With their model constructed, the study can go back to its original regression to see how much revenue each team will now have. Totalling up all six teams gives $29,307,095.
That $29.3 million is when the Yankees win 30% of divisions. The maximum revenue occurs when the Yankees actually win 43% of divisions. Here's their chart:
20% ... $28.5 million
30% ... $29.3
40% ... $29.4
50% ... $29.3
60% ... $28.9
70% ... $28.5
80% ... $28.0
90% ... $27.2
100% .. $25.1
Hunt and Lewis write,
"Over the past thirty years, the level of domination achieved by the New York Yankees has been 50 percent, while the that achieved by the Los Angeles/Brooklyn Dodgers has been about 37 percent. The long-run experience is consistent with the predicions implied by the experiments, indicating that the recontracting market [where players are sold from small market teams to the Yankees and Dodgers] operates reasonably well over the long run."From an economic standpoint, what the authors are saying is this: as predicted by the Coase Theorem, players will go where they can earn the most revenue for a team. Since a superstar makes a lot more money for the Yankees than he would on the Brewers, the Brewers should be selling players to the Yankees so as to maximize both teams' revenues, but only until the Yankees are good enough to win the division 43% of the time. And the study supports the idea that this happens.
But I don't think the technique is strong enough to support the conclusions. Notice that the revenue estimates are very close – the 30% figure is only 3% higher than the 70% figure. Are the regressions, based on a small amount of data as they are, reliable enough that we can trust the results within 3%? I think it's obvious that we cannot.

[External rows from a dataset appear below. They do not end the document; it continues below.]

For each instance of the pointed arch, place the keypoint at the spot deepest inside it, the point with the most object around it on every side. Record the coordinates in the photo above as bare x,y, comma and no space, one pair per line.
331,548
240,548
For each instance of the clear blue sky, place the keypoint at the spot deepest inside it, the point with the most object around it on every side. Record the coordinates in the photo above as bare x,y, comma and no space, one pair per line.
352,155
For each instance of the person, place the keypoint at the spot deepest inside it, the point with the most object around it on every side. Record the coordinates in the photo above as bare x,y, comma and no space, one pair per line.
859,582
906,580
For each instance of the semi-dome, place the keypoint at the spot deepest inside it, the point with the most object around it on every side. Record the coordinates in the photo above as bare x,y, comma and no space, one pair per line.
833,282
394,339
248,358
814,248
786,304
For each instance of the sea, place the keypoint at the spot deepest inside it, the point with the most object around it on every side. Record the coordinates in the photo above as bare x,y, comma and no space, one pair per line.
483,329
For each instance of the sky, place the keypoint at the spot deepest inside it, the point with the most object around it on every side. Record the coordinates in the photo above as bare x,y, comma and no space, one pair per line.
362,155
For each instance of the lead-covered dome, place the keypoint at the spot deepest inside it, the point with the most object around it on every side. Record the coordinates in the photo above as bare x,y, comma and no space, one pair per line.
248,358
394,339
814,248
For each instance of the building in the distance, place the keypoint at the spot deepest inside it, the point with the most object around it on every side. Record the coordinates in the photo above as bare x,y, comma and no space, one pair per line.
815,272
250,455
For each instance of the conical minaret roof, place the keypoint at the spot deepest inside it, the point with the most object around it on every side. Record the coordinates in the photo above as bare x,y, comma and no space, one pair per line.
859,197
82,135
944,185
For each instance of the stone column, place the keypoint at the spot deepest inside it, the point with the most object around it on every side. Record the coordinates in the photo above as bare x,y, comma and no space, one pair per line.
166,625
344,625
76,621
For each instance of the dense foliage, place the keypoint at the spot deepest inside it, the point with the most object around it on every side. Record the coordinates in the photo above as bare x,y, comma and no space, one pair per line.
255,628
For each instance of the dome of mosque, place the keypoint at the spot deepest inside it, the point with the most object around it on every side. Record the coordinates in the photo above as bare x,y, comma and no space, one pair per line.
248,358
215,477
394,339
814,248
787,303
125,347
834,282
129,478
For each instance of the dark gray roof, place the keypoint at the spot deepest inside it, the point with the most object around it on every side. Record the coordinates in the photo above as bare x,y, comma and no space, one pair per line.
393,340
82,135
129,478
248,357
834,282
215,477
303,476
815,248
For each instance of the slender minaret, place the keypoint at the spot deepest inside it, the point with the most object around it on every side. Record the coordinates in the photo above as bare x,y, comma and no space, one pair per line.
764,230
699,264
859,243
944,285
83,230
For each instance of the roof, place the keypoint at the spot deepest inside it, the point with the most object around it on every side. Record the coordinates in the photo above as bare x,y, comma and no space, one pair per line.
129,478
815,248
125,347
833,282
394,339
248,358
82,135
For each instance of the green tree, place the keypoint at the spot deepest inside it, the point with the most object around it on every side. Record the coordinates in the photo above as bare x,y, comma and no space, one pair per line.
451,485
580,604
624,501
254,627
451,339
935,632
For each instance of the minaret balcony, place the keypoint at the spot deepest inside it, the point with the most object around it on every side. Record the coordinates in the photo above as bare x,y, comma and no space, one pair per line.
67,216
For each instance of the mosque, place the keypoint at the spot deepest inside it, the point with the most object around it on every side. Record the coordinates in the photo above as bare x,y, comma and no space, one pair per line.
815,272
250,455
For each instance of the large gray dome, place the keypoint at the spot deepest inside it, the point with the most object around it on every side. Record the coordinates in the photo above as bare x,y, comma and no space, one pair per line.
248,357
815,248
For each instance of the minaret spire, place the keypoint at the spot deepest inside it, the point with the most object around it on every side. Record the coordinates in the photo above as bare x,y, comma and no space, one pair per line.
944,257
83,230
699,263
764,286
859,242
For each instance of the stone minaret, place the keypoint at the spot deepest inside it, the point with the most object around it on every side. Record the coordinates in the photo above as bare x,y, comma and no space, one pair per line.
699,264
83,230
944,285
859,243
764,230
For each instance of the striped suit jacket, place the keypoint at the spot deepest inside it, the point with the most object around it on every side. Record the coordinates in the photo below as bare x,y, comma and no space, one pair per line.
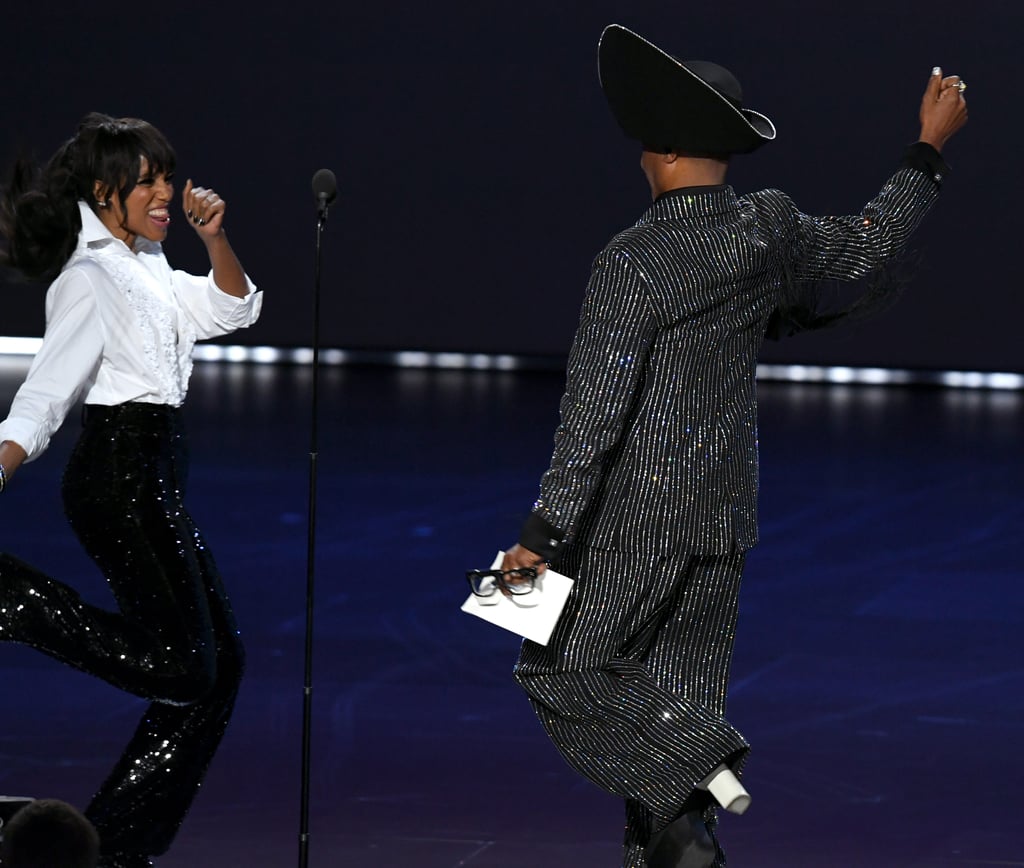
656,449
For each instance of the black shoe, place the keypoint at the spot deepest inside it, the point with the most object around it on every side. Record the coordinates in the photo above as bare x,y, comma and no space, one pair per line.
683,843
125,860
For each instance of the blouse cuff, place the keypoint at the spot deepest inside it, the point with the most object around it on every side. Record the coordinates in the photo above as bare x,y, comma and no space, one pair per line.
239,312
925,158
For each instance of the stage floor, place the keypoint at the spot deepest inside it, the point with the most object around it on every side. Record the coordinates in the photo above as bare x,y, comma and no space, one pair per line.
879,669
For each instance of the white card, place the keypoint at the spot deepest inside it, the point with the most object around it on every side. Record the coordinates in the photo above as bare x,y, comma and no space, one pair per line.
531,615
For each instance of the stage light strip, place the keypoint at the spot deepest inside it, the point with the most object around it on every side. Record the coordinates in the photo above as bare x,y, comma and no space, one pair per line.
485,361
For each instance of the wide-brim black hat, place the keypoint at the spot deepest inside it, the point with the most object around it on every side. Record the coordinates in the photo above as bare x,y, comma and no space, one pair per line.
671,105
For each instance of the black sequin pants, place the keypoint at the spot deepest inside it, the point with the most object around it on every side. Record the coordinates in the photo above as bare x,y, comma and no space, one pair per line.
173,639
632,686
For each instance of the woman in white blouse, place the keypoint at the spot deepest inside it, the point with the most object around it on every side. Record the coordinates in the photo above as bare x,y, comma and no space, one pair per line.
120,330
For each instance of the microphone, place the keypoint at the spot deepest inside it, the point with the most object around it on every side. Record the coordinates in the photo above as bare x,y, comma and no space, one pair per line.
325,190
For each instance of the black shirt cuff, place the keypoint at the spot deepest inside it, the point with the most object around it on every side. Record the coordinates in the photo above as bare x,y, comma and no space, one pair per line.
924,158
539,534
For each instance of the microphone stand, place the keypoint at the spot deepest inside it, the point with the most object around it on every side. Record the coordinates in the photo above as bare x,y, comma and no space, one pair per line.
324,199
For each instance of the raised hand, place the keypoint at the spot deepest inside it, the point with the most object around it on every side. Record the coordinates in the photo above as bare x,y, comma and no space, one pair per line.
204,209
943,109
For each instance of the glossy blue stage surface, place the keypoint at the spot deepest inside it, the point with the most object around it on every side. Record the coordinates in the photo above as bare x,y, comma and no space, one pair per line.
879,669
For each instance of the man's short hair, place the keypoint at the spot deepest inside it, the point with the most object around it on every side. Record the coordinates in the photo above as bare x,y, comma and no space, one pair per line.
49,833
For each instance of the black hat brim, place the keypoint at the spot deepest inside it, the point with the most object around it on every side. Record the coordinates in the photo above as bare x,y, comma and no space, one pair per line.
660,102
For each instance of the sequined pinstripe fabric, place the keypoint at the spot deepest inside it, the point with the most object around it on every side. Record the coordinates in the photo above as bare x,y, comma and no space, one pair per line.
656,449
654,475
173,639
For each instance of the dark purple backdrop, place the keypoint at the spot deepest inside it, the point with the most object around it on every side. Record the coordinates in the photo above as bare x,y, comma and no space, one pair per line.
480,171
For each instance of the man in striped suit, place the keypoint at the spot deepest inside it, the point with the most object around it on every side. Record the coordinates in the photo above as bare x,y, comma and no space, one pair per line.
650,500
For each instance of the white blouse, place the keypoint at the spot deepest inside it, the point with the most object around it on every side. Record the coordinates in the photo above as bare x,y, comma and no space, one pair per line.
120,327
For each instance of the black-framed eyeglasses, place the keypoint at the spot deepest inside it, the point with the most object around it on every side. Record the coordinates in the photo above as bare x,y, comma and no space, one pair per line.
517,581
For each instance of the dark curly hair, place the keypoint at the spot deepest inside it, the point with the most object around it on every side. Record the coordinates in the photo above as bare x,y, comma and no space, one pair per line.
39,216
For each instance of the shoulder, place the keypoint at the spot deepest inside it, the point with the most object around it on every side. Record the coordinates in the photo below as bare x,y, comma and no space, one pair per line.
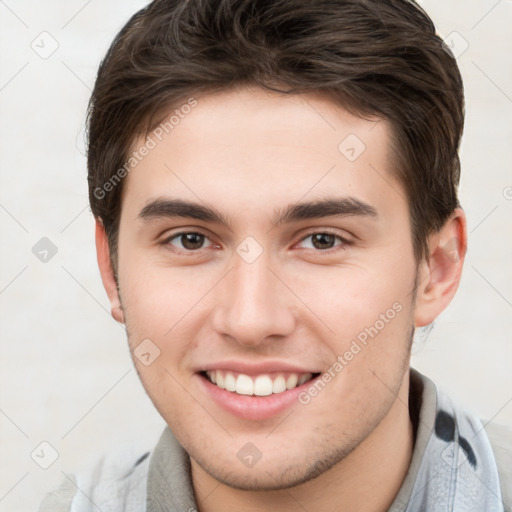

And some of the regression variables seem arbitrary – for instance, the dummy variable for pennants is set to 2 if the team won in the past four years, and 1 if they won within the past nine years. Is that really what we'd expect? What if teams that haven't won in a long time – say, the Cubs and Red Sox – generate attendance *because* of that? And why should the *average* number of games ahead matter? Won't a close race attract more fans than a runaway championship?
Generally, my gut says that if you changed the variables used and the experiment even a little bit, you'd get substantially different results.
My feeling is that the method behind this paper is reasonable, and if you had perfect data, it might work. But I'd bet that you'd need so much data, and there are so many unknown variables driving attendance and revenues, that even doing the best you can, with the best information available – as Hunt and Lewis did – just isn't going to be enough.